K41 and K42 cells (Gao et al., 2002) were kindly provided by Tim Elliott (Faculty of Medicine and Institute for Life Sciences, University of Southhampton, UK), MEF TPNd (Grandea et al., 2000) and MEF TAPd were kindly provided by Luc van Kaer (Dept. of Pathology, Microbiology and Immunology, Vanderbilt University School of Medicine, USA), MEF CNXd (Kraus et al., 2010) were a gift from Jody Groenendyk (Dept. of Biochemistry, University of Alberta, USA). MEF UGT1d (Solda et al., 2007) were a gift from Tatiana Soldà (Institute for Research in Biomedicine, Protein Folding and Quality Control, Switzerland Università della Svizzera Italiana, Switzerland). Cells were grown at 37°C and 5% CO₂ in high-glucose (4.5 g/l) Dulbecco's modified Eagle's medium (DMEM) medium (GE Healthcare) supplemented with 10% FCS (Biochrom, Berlin, Germany), 2 mM glutamine, 100 U/ml penicillin and 100 µg/ml streptomycin. For flow cytometry experiments with MEF TAP- and MEF TPN-deficient cells, cells were incubated before staining at 25°C in CO₂-independent medium (Life Technologies, Darmstadt, Germany) supplemented as above to accumulate MHC class I at the cell surface (Ljunggren et al., 1990).

Retroviral expression, microscopy and flow cytometry were performed as in Hein et al., 2014.

Pulse-chase experiments were performed as in Fritzsche and Springer, 2014. For Fig. S3A, 5 µM K^b-specific biotinylated peptide (ovalbumin 357-64 peptide, sequence SIINFEK_bioL, with biotin attached to the lysine side chain by a 6-aminohexanoic acid linker) was added to the cells, followed by lysis in the presence of 10 µM non-biotinylated peptide (to prevent post-lysis binding), precipitation with streptavidin–agarose and SDS-PAGE (lane 3). For the other lanes, biotinylated peptide was added only after lysis (without non-biotinylated peptide) in order to precipitate all forms of K^b. Precipitation was with streptavidin–agarose or monoclonal antibody Y3 and protein-A–agarose, as indicated. For Fig. 5F, cells were radiolabeled for 15 min in medium containing 10 µg/ml BFA. Afterwards, cells were lysed, and gp40–class-I complexes were precipitated as described below.

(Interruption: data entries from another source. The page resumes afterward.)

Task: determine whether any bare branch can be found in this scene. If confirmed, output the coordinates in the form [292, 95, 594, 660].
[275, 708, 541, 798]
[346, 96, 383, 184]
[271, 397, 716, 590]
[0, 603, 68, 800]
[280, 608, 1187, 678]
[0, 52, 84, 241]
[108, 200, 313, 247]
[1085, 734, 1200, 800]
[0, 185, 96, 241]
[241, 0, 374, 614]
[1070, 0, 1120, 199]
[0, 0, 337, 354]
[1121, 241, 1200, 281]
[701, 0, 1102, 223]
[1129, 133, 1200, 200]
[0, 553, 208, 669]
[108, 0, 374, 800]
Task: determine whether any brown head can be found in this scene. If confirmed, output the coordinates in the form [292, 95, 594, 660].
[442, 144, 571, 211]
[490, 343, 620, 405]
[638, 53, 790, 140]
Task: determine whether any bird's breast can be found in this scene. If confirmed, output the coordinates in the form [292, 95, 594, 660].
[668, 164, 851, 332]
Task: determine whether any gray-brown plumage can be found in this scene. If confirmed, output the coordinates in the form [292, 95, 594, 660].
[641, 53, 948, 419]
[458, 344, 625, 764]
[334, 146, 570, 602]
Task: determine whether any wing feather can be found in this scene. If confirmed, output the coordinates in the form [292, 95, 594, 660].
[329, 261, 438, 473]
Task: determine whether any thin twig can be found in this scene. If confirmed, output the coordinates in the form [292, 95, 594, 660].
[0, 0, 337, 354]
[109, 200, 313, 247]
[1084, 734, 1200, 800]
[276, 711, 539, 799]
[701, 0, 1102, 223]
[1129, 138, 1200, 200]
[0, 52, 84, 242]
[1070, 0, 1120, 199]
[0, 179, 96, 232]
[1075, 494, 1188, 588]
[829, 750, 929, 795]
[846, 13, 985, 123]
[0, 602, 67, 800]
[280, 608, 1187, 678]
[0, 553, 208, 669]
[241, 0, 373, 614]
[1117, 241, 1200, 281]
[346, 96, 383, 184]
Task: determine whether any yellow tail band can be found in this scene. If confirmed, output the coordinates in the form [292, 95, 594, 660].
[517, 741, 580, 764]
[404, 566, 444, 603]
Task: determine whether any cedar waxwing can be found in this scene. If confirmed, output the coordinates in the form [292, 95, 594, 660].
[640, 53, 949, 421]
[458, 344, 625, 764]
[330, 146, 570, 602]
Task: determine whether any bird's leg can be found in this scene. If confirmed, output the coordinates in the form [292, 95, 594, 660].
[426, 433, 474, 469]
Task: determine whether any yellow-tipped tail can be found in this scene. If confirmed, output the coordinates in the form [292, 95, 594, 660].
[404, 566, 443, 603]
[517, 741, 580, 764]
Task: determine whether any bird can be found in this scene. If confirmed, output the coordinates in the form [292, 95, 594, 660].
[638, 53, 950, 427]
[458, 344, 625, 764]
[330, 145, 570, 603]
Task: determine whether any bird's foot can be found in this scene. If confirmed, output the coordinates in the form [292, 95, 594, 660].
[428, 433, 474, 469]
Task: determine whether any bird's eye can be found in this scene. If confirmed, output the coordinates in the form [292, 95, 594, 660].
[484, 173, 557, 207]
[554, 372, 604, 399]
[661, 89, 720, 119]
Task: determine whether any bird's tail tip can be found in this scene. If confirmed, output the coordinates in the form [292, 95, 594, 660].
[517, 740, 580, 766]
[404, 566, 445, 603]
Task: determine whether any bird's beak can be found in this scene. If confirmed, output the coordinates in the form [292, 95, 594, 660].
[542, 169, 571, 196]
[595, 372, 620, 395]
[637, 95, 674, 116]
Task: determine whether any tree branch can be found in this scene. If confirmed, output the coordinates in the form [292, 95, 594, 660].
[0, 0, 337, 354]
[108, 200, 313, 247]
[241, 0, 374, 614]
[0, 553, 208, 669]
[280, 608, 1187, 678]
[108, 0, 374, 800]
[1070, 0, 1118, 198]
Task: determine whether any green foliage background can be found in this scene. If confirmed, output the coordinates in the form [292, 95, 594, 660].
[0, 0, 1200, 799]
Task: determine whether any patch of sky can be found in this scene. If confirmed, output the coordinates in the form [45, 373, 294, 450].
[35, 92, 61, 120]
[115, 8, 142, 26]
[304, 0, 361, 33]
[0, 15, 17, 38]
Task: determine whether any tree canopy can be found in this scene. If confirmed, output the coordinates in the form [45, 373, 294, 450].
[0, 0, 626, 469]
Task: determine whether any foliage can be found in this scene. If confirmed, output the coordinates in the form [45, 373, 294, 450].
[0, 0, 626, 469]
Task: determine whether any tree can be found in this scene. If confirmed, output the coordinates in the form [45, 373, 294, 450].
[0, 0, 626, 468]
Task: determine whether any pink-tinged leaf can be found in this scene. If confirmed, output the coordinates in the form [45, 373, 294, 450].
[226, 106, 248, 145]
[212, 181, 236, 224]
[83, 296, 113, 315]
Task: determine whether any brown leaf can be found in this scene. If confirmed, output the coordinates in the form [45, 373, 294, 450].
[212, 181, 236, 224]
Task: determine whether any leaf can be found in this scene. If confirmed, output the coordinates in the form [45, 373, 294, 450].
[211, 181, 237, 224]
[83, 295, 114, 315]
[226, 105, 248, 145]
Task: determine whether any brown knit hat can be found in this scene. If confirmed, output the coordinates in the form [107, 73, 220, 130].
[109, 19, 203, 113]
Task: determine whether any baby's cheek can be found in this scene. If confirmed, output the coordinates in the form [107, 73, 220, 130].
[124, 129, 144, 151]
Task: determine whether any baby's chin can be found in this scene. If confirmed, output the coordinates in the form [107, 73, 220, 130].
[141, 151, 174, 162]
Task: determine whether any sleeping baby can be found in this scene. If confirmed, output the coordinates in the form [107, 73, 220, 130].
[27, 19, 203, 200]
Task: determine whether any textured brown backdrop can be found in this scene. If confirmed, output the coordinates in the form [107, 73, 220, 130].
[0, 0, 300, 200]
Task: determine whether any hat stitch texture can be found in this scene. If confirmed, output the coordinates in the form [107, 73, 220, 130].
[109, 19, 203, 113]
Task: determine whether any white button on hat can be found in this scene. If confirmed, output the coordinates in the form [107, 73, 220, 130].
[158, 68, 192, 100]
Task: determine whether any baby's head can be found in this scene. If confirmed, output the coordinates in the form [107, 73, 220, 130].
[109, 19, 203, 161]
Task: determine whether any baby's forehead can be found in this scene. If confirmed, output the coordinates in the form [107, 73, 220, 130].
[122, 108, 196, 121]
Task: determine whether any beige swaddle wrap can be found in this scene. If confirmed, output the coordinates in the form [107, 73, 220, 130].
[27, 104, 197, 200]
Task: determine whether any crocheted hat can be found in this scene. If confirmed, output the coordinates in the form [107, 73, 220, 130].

Labeling, pulse chase and co-immunoprecipitation were performed as in Halenius et al., 2011 except that protein A agarose (Merck Millipore) was used instead of protein-A–sepharose. Precipitated proteins were then eluted from the agarose beads by boiling in 50 µl denaturation buffer (1% SDS, 2 mM DTT) at 95°C for 10 min. Samples were cooled on ice, and SDS was neutralized with a 20-fold volume (1 ml) of 0.1% Triton X-100 in PBS. Samples were centrifuged at 1000 g for 10 min, and 900 µl were transferred to protein-A–agarose beads prebound to the respective antibody for the re-immunoprecipitation and incubated for 1 h at 4°C rotating. The beads were washed twice in PBS with 0.1% Triton X-100, and precipitated proteins were eluted by boiling in 20 µl denaturation buffer at 95°C for 5 min for SDS-PAGE.

We would like to thank Hartmut Hengel for advice on the project and the manuscript; Constanze Wiek and Helmut Hanenberg for the retroviral expression system; Peter Reinink for computational biology support; those mentioned in the Materials and Methods and Hesso Farhan for donating reagents; Uschi Wellbrock for excellent technical assistance; and Ina Huppertz, Maria Bottermann, Andrei Iosif S¸mid, and Florin Tudor Ilca for preparatory and additional laboratory work on the project.